Quite apart from contemporary ideological discussions on the word choice, which are important as a matter of communal reflection on our own brokenness, and should always be a part of our prayer life, the opening petition of the Lord's Prayer already contains within it both the honest humility of the sinner and the boldness of faith through grace; approaching the throne of God and daring to speak in that way, to address the unknown and unknowable Creator as "Father" is to declare the mystery of salvation in two short words, to live out the possibility presented to us in the death and resurrection of Jesus Christ.It is important to remember that Jesus invites us in to a radically new relationship with God through this daring word-choice. Of all the ways to address God, calling God, "Father", introduces a level of intimacy in our relationship with God that should draw us up short, make us pause each time we utter it. This is, after all, the God who is in heaven, whose Name is to be hallowed. Yet, we boldly, humbly dare to address God as "Our Father".
Yet, in our day and age, the word "father" has become a problem. It isn't too hard to think of people whose relationships with their fathers is, well, less than satisfactory. In fact, I can think of people who have no relationship at all with their fathers, either because their fathers were absent, or were abusive in some way. Very often, this can translate for some in to problems addressing God as "Father". After all, if one's experience of "Father" is either of absence or abuse, who wants God to be like that?

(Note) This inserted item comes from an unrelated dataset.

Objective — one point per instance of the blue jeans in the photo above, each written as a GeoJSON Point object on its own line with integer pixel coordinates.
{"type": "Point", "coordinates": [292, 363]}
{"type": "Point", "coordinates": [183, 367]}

This leads to a situation in which the term of address in the initial petition becomes a matter of concern, even controversy. When I was in seminary, two decades ago (which makes me feel old . . .), our academic Dean, a systematic theologian who should have known better, would, for example, use "Father/Mother" in the Trinitarian formula. That usually made my fillings ache. I also knew a pastor who, during the congregational recitation of the Lord's Prayer, would begin her petition with, "Our Mother."
The invitation to address God as "Father" is problematic for many today for reasons that differ from ways it was problematic in the time of Jesus. Then, it was the intimacy implied by the form of address. As St. Paul says, we are to call upon God using the Aramaic idiom "Abba", connoting familiarity. In our day and age, all too often this intimacy is betrayed in people's experiences with their fathers, leaving a bad taste in the mouth when we turn to God and call upon our Heavenly Father.
All the same, I think it imperative that we not shrink, in this instance, from using that particular title. We must, even in the midst of our fear, our anger at the ways our fathers hurt and betray our trust and love, have the faith and courage, by addressing God as "Our Father" to make the claim that in this Father we have one who will never betray us, never leave us alone, who loves us beyond all imagining, all comprehension.
We should also do this address in the full knowledge that it is a problem. We should use it with a penitential heart, asking forgiveness for the many ways we have made it difficult for so many to say to God, "You are our Father." Even this most intimate, essential relationship is broken by sin. By calling upon God as Father we are not only claiming a relationship of utmost particularity; we are also confessing the ways that earthly relationship is broken. For that reason, I think it necessary to always pray, in the Lord's Prayer, to Our Father, who is in heaven.